Ночь

Павел Леонов
Была ночь. Он встал и открыл балконную дверь в надежде на прохладу. Пятиминутный дождь закончился так же внезапно, как и начался. Последние капли падали с крыши, наигрывая свою мелодию, словно извиняясь за неудачную попытку нарушить планы природы. Вдали завыла  собака. Похоже, такое положение дел ее тоже мало устраивало.  Еще днем, проезжая мимо соседского дома, Он видел как эта овчарка, высунув морду и лапы за ворота, «молится» каждому прохожему. «Хот-дог» подумал Он. Я буду звать тебя «хот-дог». Эта кличка как нельзя кстати.
Мысли витали в воздухе и слетались к нему как осы на стакан апельсинового ликера. Тогда Он вспомнил о Последней, и улыбнулся. Она ушла от него неделю назад. Без криков, без истерик, написав в аське многозначительное «прости». Еще шесть месяцев жизни коту под хвост. Это стало напоминать привычку.  С первого дня ее приезда Он знал, что все кончится так. Конечно, в уме Он прокручивал несколько ситуаций неминуемого разрыва, но итог видел один. Все правильно. Его уязвленное самолюбие не позволило бы снова отпустить ее молча.
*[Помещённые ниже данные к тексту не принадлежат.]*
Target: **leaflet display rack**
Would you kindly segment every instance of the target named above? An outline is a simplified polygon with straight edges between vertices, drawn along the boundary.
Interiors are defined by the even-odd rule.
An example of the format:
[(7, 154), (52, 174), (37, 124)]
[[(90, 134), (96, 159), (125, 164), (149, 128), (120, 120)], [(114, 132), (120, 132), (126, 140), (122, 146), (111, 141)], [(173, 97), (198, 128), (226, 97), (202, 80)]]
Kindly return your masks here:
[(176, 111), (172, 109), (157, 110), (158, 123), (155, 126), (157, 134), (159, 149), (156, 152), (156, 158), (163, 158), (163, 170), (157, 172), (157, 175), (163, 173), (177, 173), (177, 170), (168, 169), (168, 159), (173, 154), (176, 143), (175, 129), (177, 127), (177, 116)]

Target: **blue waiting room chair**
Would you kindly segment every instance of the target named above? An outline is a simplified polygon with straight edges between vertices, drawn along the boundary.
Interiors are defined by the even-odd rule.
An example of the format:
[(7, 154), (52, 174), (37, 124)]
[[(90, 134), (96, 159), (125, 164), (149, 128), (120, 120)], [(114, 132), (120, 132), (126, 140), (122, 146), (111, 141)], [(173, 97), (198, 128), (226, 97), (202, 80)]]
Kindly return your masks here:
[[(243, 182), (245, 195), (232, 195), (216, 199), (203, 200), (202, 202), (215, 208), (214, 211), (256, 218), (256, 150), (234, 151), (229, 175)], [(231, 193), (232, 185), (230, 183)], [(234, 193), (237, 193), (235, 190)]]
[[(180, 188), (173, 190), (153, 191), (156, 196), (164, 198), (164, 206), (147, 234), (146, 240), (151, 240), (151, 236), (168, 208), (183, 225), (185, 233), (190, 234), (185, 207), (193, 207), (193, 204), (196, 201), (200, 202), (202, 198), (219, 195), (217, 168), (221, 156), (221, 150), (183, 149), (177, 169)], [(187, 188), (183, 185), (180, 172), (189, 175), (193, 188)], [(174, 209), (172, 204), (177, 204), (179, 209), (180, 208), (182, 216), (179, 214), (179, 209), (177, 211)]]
 Самолюбие. Таким Он рос с детства.  «Выскочка», «ублюдок», «безотцовщина».  За эти слова Он разбил в школе не один нос. Он ненавидел рассуждения учителей-гомофобов об «Эдиповом комплексе» и казалось, убежал от них навсегда. Переехав, он столкнулся с новыми людьми и новыми ярлыками. Отгремели войны «металлистов» и «люберов» ,«рэперов» и «алисоманов», и большой город выплюнул нового бога с именем «творческая личность».
Творчество.  По улицам бродили поэты, знающие как правильно рифмовать прилагательные и глаголы. Как, кому, и с какой долей экспрессии преподносить свои  «произведения». За ними шагали местные Вишесы, Моррисоны и Кобейны. Следом плыли «творческие». Третьих Он всегда презирал за деление человечества на «своих» и «посредственных». «Как хорошо общаться в творческой компании!» - восклицали они. «Я творческий человек и не могу не пить! Извини, что наблевал тебе на ковер…». Это было смешно. Их цинизм и слепая убежденность в своей правоте вводили в бешенство. Он знал, что каждый человек индивидуален и наделен способностью творить на том или ином поприще.  Вопрос стоял только  в отношении к своей уникальности.
С таким стикером  на лбу и вернулась Последняя. Она читала чужие книги, смотрела чужие фильмы, говорила чужим языком. Какое-то время Он пытался научить ее отличать черное от белого, не глотать целиком все, что попадется под руку, смотреть на мир собственными глазами. Но чем больше Он старался, тем больше она отдалялась. И Он пустил все на самотек, просто стараясь не сидеть на месте.  Этому его научила та, Далекая, еще в доармейский период его жизни.
Армия.  Все что осталось там напоминало ему какой-то сюрреалистический сон. Два неправильно сросшихся ребра и едва заметная хромота при ходьбе возвращали к реальности. Трудно сказать, жалел ли Он о чем-нибудь. Скорее нет. Те дни научили его ценить маленькие радости человеческого бытия.
Пустая, теперь по-настоящему пустая, квартира давала ему пищу для воспоминаний. Тут и там Он находил вещи Последней: косметику, заколки, свечи. На столе остался нераспечатанный пакетик семечек. Лишняя пара роликовых коньков мусолила взгляд.  Он достал сигарету из пачки и закурил. На кухне, как раньше, словно желая сделать хоть что-то запретное в отместку за случившийся кризис. В один миг Он потерял все: любовь, работу, быт. Даже машина упорно отказывалась заводиться и «прижилась» в гараже друга. Впервые Он почувствовал безграничную свободу и радовался ей как ребенок.
Была ночь. Он затушил окурок и нажал на кнопку «Save».